Your Memorial Sloan Kettering team uses diagnosis information to create a treatment plan that’s just right for you. Along with a diagnosis, we’ll determine the extent (stage) of your cancer through blood tests, diagnostic imaging, biopsy, and genetic testing of your tumor.
A test that measures the level of a protein produced by the liver called alpha fetoprotein (AFP) can indicate that you have fibrolamellar-hepatocellular carcinoma.
A test that measures the level of a protein produced by the liver called alpha fetoprotein (AFP) can indicate that you have fibrolamellar-hepatocellular carcinoma (FLL-HCC).
Imaging tests help us learn about the exact location of your tumor and assess the condition of the organ and surrounding tissues and blood vessels. These tests also help guide our surgeons and interventional radiologists during procedures.
We commonly use CT scans and MRI to create detailed images that include the insides of areas of the liver, gallbladder, bile ducts, nearby lymph nodes, and other internal organs.
We can also use ultrasound tests to determine if the cancer is benign (noncancerous) or malignant (cancerous). A special kind of Doppler ultrasound can help us examine the veins where blood travels from your gastrointestinal tract and spleen to your liver. We can then see if the tumor has invaded these areas and caused a blood clot.
A biopsy is an important part of your diagnosis because it lets us know how extensive your tumor is and what types of cells it contains. At most institutions, liver biopsies are guided by ultrasound or CT imaging. At MSK, we also have a unique interventional MRI and interventional PET/CT unit that uses minimally invasive techniques to help us in diagnose challenging cases.
To get more information about the extent of your tumor and the types of cells involved, we may do a fine-needle aspiration biopsy. In this test, a doctor inserts a thin needle into the liver to get a small tissue sample for one of our pathologists to examine under a microscope. Or your doctor may order a core biopsy, for which we use a slightly larger needle.

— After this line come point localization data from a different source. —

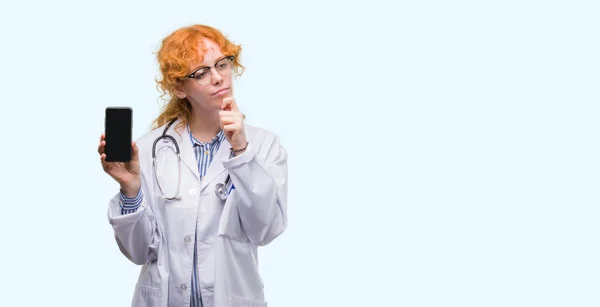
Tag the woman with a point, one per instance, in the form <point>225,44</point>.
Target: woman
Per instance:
<point>198,249</point>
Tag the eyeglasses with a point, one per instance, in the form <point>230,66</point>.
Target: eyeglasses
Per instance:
<point>203,75</point>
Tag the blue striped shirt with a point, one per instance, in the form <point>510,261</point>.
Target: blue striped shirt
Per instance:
<point>204,155</point>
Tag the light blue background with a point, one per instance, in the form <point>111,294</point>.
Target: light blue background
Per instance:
<point>440,153</point>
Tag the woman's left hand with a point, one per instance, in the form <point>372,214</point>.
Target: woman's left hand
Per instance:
<point>232,123</point>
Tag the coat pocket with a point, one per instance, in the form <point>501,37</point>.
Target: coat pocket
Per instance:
<point>236,301</point>
<point>147,296</point>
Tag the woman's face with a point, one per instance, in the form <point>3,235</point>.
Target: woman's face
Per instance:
<point>212,80</point>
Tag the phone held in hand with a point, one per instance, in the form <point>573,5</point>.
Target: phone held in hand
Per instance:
<point>118,123</point>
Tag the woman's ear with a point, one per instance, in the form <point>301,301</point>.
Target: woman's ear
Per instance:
<point>179,91</point>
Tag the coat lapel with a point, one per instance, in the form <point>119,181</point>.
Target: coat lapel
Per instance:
<point>216,167</point>
<point>185,148</point>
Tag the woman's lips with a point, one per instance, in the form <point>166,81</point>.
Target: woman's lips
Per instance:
<point>221,92</point>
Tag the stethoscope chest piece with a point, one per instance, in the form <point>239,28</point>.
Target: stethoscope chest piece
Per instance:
<point>221,189</point>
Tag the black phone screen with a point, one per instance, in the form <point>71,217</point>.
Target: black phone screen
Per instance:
<point>117,130</point>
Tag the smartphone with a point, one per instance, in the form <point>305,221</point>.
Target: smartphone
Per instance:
<point>118,123</point>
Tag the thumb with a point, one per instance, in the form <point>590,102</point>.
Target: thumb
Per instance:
<point>226,105</point>
<point>134,151</point>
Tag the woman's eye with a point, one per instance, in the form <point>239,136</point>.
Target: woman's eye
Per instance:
<point>200,74</point>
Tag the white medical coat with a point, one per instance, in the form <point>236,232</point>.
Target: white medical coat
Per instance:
<point>160,234</point>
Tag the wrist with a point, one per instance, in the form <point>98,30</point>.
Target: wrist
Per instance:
<point>237,150</point>
<point>131,190</point>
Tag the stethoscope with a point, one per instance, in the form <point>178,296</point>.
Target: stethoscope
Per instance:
<point>220,188</point>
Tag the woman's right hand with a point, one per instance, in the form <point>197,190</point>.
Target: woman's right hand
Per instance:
<point>127,174</point>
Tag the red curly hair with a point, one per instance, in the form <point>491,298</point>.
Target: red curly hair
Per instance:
<point>178,52</point>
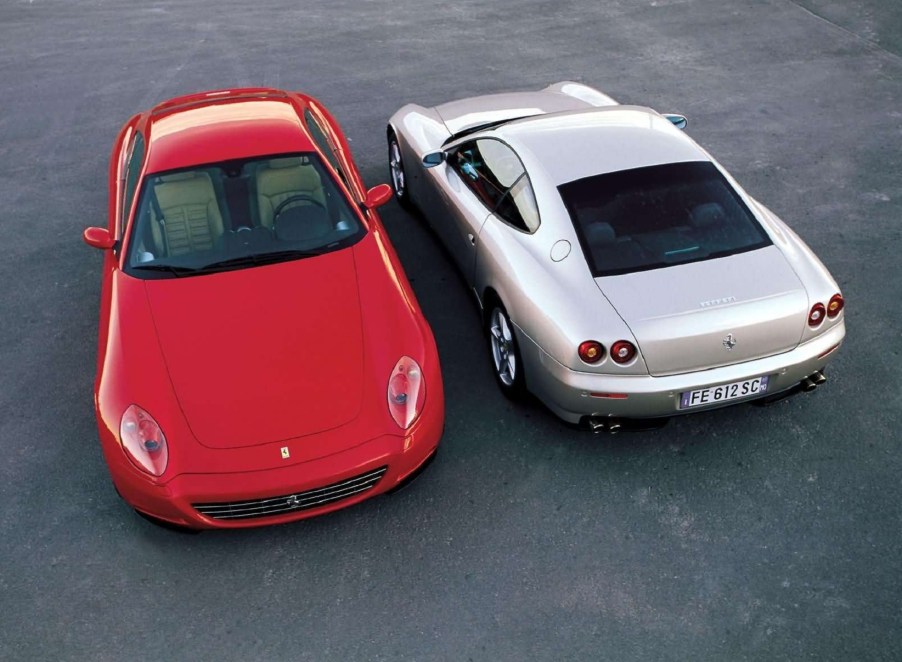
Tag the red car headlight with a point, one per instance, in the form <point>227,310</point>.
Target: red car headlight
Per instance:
<point>406,392</point>
<point>143,440</point>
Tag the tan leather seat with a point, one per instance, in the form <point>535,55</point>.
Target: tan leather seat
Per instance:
<point>282,178</point>
<point>192,220</point>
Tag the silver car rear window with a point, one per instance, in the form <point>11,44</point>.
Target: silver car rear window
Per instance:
<point>657,216</point>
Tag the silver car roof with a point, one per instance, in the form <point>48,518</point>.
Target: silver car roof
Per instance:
<point>581,143</point>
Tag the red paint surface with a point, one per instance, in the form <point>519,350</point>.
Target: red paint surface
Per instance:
<point>237,365</point>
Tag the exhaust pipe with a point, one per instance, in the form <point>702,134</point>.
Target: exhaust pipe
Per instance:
<point>595,425</point>
<point>599,425</point>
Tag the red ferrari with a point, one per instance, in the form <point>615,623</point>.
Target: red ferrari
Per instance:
<point>261,355</point>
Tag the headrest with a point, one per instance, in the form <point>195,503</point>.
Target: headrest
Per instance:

Your MSK doctors may recommend a laparoscopy to get tissue samples for a biopsy. Laparoscopy can sometimes eliminate the need for surgery to make a diagnosis. With laparoscopy, the surgeon passes a thin, lighted tube with a camera on its tip (a laparoscope) through a small incision in the abdomen to inspect the liver and other organs.
To examine you for fibrolamellar-hepatocellular carcinoma, a biopsy is crucial because we learn about what cells are involved in the cancer. A biopsy can also help us determine if you have a combination of FLL-HCC carcinoma and another type of liver cancer called cholangiocarcinoma. This can guide us to the most effective therapy for you.
Having information about the genetic makeup of your tumor can help us select the most effective therapies for you. Pathologists do this through laboratory tests they perform on liver tissue from a biopsy.
We’ll look for specific mutations in a number of genes. We know that tumors containing mutations in the genes KRAS and BRAF don’t respond well to a class of drugs called epidermal growth factor receptor inhibitors, for example, so our doctors know to start treatment with a different approach.
Liver Cancer Stages
The stage of liver cancer you have refers to how far the disease has spread through your body. It’s possible that you’ll need additional tests to understand the stage of the tumor.
Information from staging tests can help us figure out whether:
- the tumor is in one area of the liver and can be removed
- the tumor is in one area but cannot be completely removed safely
- cancer has spread throughout the liver or to other parts of the body
- cancer has reoccurred in the liver or in another part of the body after it was eliminated with a first round of treatment.
We’ll determine the best treatment approach for you based on the stage of your disease. We also factor in whether you have other conditions that can affect the health of the liver, such as hepatitis, cirrhosis (scarring), or diabetes. If we find extensive cirrhosis or liver failure, for example, we may look to options other than surgery to treat your cancer.